Re: [ANNOUNCE] linux-stable security tree

From: Willy Tarreau
Date: Tue Apr 12 2016 - 02:22:51 EST


On Mon, Apr 11, 2016 at 06:48:32PM -0400, Sasha Levin wrote:
> As this suggests, we don't only fix bugs in stable trees, we also introduce
> a fair amount of new ones.

Sure, and the older the kernel, the higher the number of bugs reintroduced
due to a faulty backport (often relying on a missing patch). I tell every
possible user that the quality improves over time until a point where more
bugs get added than fixed, which is where it's time to stop. I almost reached
that point in 2.4 and I started to replace fixes by documentation for existing
bugs that would not be fixed :-/

> >> Look at the opposite side of this question: why would anyone take a commit
> >> that fixes a bug he doesn't care about? Are the benefits really worth it
> >> considering the risks?
> >
> > That's exactly what most people do. I don't update to each and every kernel.
> > When I see xen, lvm, drm and audio changes I don't need them in my products.
> > But when I'm seeing network fixes I study them and often decide that it's
> > worth upgrading. Sometimes I pick a single fix from the queue because I can't
> > wait for next release. Many of Greg's kernels more or less focus on certain
> > topics, probably due to the way he deals with his mailbox and patch storms,
> > so it's often easy to quickly decide if you're going to need to update or
> > not.
>
> I fully agree with you here, if you can hand pick the commits you want and
> study every commit that goes in I can't really argue with that.

I really don't study them, I look at the list and say "OK nothing interesting
here, let's skip it". I only pick a fix when I have recently been notified of
a bug that I want fixed in our products.

> But the target audience here is different. I'm thinking about projects where
> the kernel isn't even close to being center stage, and it doesn't interest
> anyone as long as things work. There is no chance in hell that they would
> start picking commits unless you hold a gun to their hand.

Definitely, I agree. But the problem I'm having is that often they don't
care at all about bugs, they *believe* that security bugs are the only
ones to care about. You can force them to upgrade by reminding them that
the kernel they're running is full of CVE that need to be fixed. Once they
have the option to fix CVEs only and ignore real bugs, you won't be able
to force them to upgrade to get their bugs fixed.

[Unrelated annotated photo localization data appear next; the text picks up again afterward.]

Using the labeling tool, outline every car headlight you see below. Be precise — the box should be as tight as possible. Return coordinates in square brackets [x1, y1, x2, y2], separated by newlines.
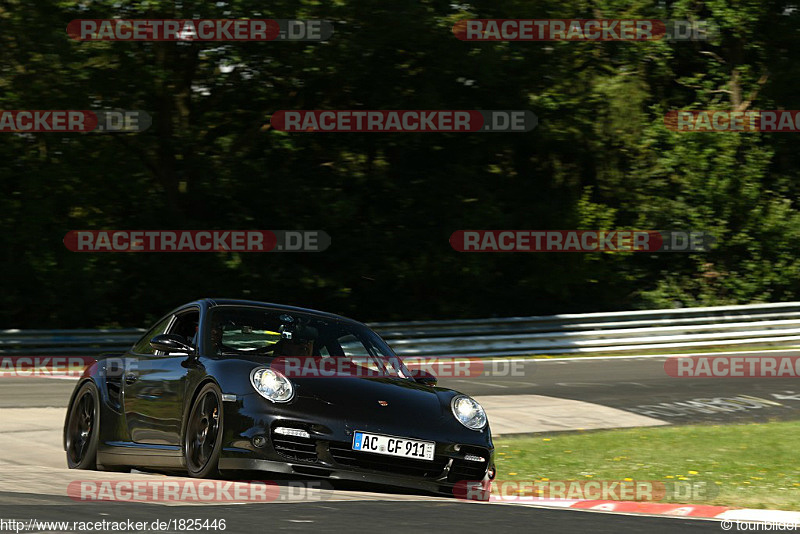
[250, 368, 294, 403]
[451, 395, 487, 430]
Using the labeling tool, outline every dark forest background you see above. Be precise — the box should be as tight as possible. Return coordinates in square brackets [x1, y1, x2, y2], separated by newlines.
[1, 0, 799, 328]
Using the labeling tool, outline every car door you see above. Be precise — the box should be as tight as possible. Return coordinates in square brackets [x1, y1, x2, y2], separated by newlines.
[123, 309, 199, 446]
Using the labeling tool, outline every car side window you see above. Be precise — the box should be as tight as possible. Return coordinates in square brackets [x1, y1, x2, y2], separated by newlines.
[131, 315, 174, 355]
[168, 310, 200, 347]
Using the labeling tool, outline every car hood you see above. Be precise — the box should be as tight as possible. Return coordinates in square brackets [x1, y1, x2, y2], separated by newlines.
[290, 376, 458, 439]
[222, 354, 447, 417]
[293, 376, 444, 416]
[210, 357, 484, 442]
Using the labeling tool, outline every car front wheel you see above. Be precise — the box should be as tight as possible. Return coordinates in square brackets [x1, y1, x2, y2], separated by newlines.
[184, 383, 224, 478]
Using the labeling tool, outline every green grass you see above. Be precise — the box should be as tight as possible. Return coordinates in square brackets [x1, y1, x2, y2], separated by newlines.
[493, 420, 800, 510]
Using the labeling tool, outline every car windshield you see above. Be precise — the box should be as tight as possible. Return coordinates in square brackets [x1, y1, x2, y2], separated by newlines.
[207, 307, 411, 379]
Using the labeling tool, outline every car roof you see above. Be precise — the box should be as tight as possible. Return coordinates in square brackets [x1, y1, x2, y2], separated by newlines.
[197, 298, 359, 324]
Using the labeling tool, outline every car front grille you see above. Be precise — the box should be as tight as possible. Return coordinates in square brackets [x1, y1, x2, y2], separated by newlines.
[329, 442, 448, 478]
[269, 429, 487, 483]
[271, 426, 318, 462]
[447, 447, 490, 483]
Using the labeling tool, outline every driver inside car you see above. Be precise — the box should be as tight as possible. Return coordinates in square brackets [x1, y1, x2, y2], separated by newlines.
[271, 323, 318, 357]
[208, 314, 319, 357]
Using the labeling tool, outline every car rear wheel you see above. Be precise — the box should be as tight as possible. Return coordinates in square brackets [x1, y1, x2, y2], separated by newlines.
[65, 382, 100, 470]
[184, 383, 224, 478]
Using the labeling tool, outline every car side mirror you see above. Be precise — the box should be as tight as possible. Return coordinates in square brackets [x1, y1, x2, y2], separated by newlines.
[413, 369, 437, 387]
[150, 334, 195, 355]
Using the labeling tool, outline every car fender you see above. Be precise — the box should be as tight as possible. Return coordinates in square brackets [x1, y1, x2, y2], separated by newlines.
[63, 354, 123, 450]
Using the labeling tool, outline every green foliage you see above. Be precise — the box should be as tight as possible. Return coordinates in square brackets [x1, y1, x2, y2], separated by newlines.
[0, 0, 798, 327]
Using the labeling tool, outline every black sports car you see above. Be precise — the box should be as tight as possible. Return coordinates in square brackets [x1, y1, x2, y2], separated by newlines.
[64, 299, 495, 495]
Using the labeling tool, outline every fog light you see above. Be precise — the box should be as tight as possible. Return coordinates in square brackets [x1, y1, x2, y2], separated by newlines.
[274, 427, 310, 439]
[453, 444, 461, 452]
[488, 466, 496, 480]
[464, 454, 485, 463]
[253, 436, 267, 448]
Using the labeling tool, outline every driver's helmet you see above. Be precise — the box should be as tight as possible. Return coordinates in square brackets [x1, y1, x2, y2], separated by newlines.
[276, 315, 318, 356]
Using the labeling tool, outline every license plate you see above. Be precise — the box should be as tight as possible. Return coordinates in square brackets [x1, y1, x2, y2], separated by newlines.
[352, 431, 435, 461]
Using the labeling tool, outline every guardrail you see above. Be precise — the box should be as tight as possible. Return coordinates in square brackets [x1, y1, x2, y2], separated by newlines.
[0, 328, 146, 356]
[2, 302, 800, 358]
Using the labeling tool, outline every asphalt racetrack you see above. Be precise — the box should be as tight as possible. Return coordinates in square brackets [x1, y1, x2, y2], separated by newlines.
[7, 351, 800, 423]
[2, 351, 798, 533]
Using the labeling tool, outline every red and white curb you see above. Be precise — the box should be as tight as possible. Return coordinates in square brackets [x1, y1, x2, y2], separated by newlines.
[490, 497, 800, 523]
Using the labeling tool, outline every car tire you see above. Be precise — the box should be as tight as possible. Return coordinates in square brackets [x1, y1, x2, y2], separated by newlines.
[184, 383, 224, 478]
[65, 382, 100, 470]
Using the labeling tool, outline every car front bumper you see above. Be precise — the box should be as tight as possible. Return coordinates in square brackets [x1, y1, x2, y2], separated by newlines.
[219, 393, 495, 496]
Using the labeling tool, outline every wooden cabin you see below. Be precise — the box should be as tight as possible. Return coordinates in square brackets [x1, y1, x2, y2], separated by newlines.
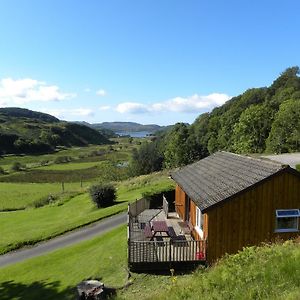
[171, 151, 300, 263]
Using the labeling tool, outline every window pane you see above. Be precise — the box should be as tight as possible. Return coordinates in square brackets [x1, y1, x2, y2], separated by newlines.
[276, 209, 300, 217]
[276, 217, 298, 230]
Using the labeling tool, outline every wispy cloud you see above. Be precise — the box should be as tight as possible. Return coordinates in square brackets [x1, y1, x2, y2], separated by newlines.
[96, 89, 107, 97]
[0, 78, 76, 106]
[42, 108, 94, 119]
[99, 105, 111, 111]
[115, 93, 231, 114]
[116, 102, 149, 114]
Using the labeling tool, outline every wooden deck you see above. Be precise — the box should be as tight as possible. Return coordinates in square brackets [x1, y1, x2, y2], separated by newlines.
[128, 202, 207, 271]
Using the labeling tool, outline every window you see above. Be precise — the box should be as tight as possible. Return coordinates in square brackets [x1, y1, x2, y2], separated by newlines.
[195, 207, 204, 238]
[275, 209, 300, 233]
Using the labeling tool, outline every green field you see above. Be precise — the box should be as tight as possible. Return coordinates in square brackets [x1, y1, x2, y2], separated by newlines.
[0, 226, 128, 300]
[0, 226, 299, 300]
[37, 161, 105, 170]
[0, 172, 174, 254]
[0, 182, 83, 211]
[0, 138, 137, 172]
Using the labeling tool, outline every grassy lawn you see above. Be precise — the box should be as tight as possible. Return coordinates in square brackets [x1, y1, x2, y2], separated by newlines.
[36, 161, 106, 171]
[0, 182, 83, 210]
[296, 164, 300, 172]
[0, 225, 128, 300]
[0, 172, 174, 254]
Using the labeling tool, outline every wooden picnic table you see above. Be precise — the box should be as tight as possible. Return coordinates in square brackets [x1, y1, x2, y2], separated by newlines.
[151, 221, 170, 240]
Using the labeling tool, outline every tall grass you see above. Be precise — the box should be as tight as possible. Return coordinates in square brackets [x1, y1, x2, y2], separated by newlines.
[124, 241, 300, 300]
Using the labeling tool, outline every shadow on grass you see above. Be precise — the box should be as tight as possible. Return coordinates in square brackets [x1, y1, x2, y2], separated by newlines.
[0, 280, 74, 300]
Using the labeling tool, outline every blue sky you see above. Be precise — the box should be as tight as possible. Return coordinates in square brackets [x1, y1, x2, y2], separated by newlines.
[0, 0, 299, 125]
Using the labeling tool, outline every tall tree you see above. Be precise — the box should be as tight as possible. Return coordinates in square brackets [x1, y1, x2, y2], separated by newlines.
[266, 99, 300, 153]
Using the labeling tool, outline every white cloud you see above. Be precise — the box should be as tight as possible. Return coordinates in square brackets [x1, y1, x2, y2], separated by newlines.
[99, 105, 111, 111]
[41, 108, 94, 119]
[115, 93, 231, 114]
[96, 89, 107, 97]
[116, 102, 149, 114]
[0, 78, 76, 106]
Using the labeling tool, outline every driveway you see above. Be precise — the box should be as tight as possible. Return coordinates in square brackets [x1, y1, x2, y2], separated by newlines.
[262, 153, 300, 169]
[0, 212, 127, 268]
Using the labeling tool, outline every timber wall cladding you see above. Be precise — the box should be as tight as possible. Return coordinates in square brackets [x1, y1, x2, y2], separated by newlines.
[206, 171, 300, 262]
[175, 185, 186, 220]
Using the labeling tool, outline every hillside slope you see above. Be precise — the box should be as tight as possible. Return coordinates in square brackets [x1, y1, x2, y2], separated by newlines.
[0, 108, 111, 155]
[120, 240, 300, 300]
[159, 67, 300, 168]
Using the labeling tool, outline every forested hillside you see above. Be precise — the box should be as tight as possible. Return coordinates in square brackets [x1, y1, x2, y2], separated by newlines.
[159, 67, 300, 168]
[130, 67, 300, 173]
[0, 108, 111, 155]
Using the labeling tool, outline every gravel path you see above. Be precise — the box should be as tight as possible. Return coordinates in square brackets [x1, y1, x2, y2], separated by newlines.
[0, 212, 127, 268]
[262, 153, 300, 169]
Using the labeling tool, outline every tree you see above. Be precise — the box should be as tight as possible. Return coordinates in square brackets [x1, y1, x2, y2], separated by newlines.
[129, 141, 163, 175]
[89, 183, 116, 208]
[232, 104, 272, 153]
[266, 99, 300, 153]
[163, 123, 191, 168]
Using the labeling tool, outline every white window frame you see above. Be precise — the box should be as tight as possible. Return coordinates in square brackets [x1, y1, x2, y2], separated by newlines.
[275, 209, 300, 233]
[195, 207, 204, 238]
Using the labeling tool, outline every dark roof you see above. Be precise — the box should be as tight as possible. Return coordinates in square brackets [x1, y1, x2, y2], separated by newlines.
[171, 152, 288, 212]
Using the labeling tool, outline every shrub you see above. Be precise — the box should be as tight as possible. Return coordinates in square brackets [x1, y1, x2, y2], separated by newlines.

> My thinking here is that it's easier to convince them to take a handful of
> patches in rather than hundreds.

I tend to think that the term "security" in the tree's name is misleading
the users into thinking that what they find there is enough for them. Most
incompetent admins think they need only "security" fixes. Maybe you should
use the term "minimal" or something like this to indicate that this is the
smallest set of fixes that should absolutely be running on any system.
Because quite frankly a filesystem corruption has much more impact on an
NFS server than a local info leak (which is often tagged as security).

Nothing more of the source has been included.